I clambered up onto the sofa and sat beside you, watching those needles twitch as your hands fed them a continuous length of yarn. I could only have been watching you for five minutes before you reached down to the flower-patterned bag at your side and pulled out two little pink needles and some wonderfully garish turquoise wool. In what seemed like seconds, you had cast on and pulled me into your lap. You held my hands as I made my first stitch and quietly recited instructions to me for each one which followed. Even when I knit now, all these years on, I still hear those slow, loving words.
Over the following two weeks I must have dropped as many stitches as I made but you found all of them somewhere in the mess of what I would later declare was Grandad’s Motorbike scarf. It barely fit around his neck but I’d run out of turquoise wool by that point so you cast off for me and we presented it to him, both of us proud of what we’d done.
It was only the other day, coming back from the service, that I realised little had changed in all those years. In my mind, you still sit beside me in case I drop yet another stitch – and I know I will always hear your serene instructions. I wonder, though, whose careful directions you followed as gloves, hats and tea cosies fell from your needles. Was it your mother, or hers? Had Grandad’s mum, the magnificently named Flora McGregor-Fleming, taught you how to knit one purl one, as you as you had taught your own daughter-in-law?
And who had taught them?
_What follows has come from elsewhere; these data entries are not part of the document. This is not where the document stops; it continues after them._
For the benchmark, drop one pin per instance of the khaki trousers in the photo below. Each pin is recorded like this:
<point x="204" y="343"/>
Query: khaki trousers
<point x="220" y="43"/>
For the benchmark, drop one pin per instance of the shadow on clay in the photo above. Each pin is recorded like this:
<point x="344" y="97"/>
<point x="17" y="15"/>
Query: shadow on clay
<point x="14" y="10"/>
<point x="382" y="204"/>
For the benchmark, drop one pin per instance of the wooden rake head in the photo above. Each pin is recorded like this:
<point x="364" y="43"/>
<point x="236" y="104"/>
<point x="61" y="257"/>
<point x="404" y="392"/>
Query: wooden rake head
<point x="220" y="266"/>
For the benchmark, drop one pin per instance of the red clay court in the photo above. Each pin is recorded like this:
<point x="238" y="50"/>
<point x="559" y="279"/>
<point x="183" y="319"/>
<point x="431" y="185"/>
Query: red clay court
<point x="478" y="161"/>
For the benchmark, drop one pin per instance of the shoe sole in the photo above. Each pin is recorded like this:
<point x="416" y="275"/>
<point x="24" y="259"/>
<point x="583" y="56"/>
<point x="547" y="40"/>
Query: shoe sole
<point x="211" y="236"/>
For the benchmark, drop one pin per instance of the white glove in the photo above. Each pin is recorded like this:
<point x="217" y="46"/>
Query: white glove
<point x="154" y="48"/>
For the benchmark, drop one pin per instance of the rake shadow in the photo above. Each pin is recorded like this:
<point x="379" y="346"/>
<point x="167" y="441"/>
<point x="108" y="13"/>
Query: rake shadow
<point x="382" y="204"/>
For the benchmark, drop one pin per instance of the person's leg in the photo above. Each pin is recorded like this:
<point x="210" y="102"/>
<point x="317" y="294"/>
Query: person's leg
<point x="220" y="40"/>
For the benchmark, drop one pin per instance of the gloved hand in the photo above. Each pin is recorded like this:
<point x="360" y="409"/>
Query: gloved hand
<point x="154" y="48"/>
Did each of them hold these little treasured memories of learning to knit? And who were all these other women? I know of you, Evelyn – your mother – and the Annies – your Nans. But then, who came before them?
Realisation dawns as I finish a row in the tasteful blue scarf that I’m making for the man who will be Grandad when I am Nan. All that is left of these women who came before me are their stitches. And as suddenly as realisation comes so does a happy little laugh – with each stitch I make I am closer to you, and you your teacher, right back to the first person who sat with two sticks and thought Somehow, I’ve got to make a cloth from this because I can’t afford a loom.
A stitch in time saves more than nine, it saves all the billions which came before it.